Daha erken ve harika bir örnek Yaşar Kemal, 1951’de Antep’e gidip, kaçakçı kisvesine bürünüp onlarla birlikte kaçağa çıkmıştı. Bir başyapıt olan “Kaçakçılar Arasında 25 Gün”de Yaşar Kemal’in payına düşen vızır vızır kurşun yağmuru altında atına yapışmaktı. Yani kişisel bir çıkar devşirmedi bu gazetecilik çabasından. Adnan Veli ise zevk devşiriyor, devşirmeden de yazabileceği, okuruna ‘batakhane dünyası’nı tanıtabileceği halde.
Gazeteci arkadaşım Ragıp Duran’a sordum, şunu dedi:
“Bu mesele hatırlarsın Günter Wallraff örneğinde tartışma gündemine gelmişti.
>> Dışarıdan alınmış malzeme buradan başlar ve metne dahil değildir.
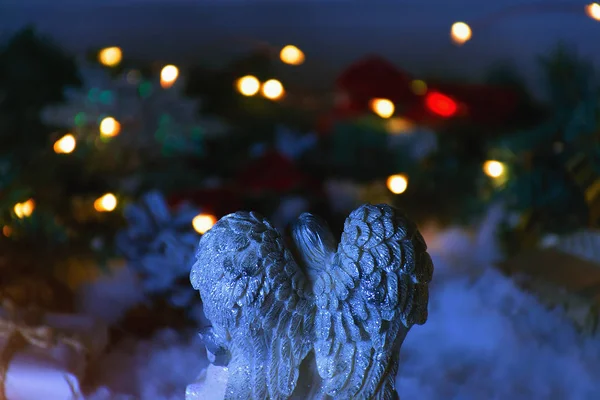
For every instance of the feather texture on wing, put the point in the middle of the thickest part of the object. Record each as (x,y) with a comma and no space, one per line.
(257,300)
(375,289)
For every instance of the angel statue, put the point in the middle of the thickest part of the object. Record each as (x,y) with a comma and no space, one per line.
(326,323)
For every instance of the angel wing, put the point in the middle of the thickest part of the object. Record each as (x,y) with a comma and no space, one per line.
(375,289)
(257,300)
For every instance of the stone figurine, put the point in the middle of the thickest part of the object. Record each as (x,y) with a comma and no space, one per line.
(327,323)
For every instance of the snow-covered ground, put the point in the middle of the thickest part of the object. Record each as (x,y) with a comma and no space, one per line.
(485,339)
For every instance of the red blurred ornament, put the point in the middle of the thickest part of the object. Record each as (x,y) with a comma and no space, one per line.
(271,172)
(441,104)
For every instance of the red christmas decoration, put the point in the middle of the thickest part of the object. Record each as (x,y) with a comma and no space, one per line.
(272,172)
(374,77)
(441,104)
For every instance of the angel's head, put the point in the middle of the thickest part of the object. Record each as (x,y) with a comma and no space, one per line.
(314,241)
Gazeteci sadece istisnai bazı durumlarda kimliğini gizleyebilir. Can güvenliği, kamu çıkarı, habere gazeteci olarak ulaşılamayacak durumlar ve üst yönetimin talebi. Ancak bu dört durumda da kişisel çıkar sağlayamaz. Adnan Bey’in durumunda can güvenliği sorunu yok, zevk çıkarı var, habere ulaşamama durumu yok, 1957’de ona ‘Kimliğini gizle fahişeyi hallet, sonra da gel dizini yaz!’ diyecek haber müdürü de yok.”
Gazeteci arkadaşım Zekine Türkeri de Yaşar Kemal’in yaptığıyla Adnan Veli’nin yaptığının asla aynı olmadığını söyledi. “Yaşar Kemal risk aldı, Adnan Veli zevk aldı” diye formüle etti. “Adnan Veli bacağını açan ya da pantolonunu indiren olmalıydı, o zaman görecekti o dünyanın nasıl olduğunu. Adil olan bu olurdu” dedi.
Aklıma takılan bir soru da şu:
Bir kadın gazeteci yapsaydı bu röportajı, nasıl olurdu?
Ama daha yaman soru şu: Bir kadın gazeteci batakhane erkeklerini yazmak için aynı yolu izler mi? İzlerse ne olur? Yayınlayan gazete çıkar mı? Çıkarsa gazetenin ve gazetecinin başına neler gelir? 1950’lerde değil, şimdi?
Zekine’ye bunu da sordum, şöyle dedi:
“Bir kadın gazetecinin bunu yapabileceğini hiç sanmıyorum, hele bu topraklarda hiç ihtimal vermiyorum. Ama bunda da neredeyse genlerimize geçmiş bir öğretilmişlik etkili. Biraz çekinerek söylüyorum, ama Küba’daki bir seks işçisinin bu ülkedeki kadar yaptığı işten etkilenmediğini söyleyebilirim. Bir kadın da benzer işler yapabilmeli belki. Ucu açık, cevabı kolay olmayan bir soru bu.”
Kitaptan unutulmayacak bir diyalogla bitireyim.
Daha yeni yeni konuşuyorlarken Adnan Veli birdenbire sormuş Lale’ye:
“Şu anda ne düşündüğünüzü söyleyin bana.”
“Karaköy’deki trafik işaretlerinin şu anda yeşil yandığını düşünüyordum.”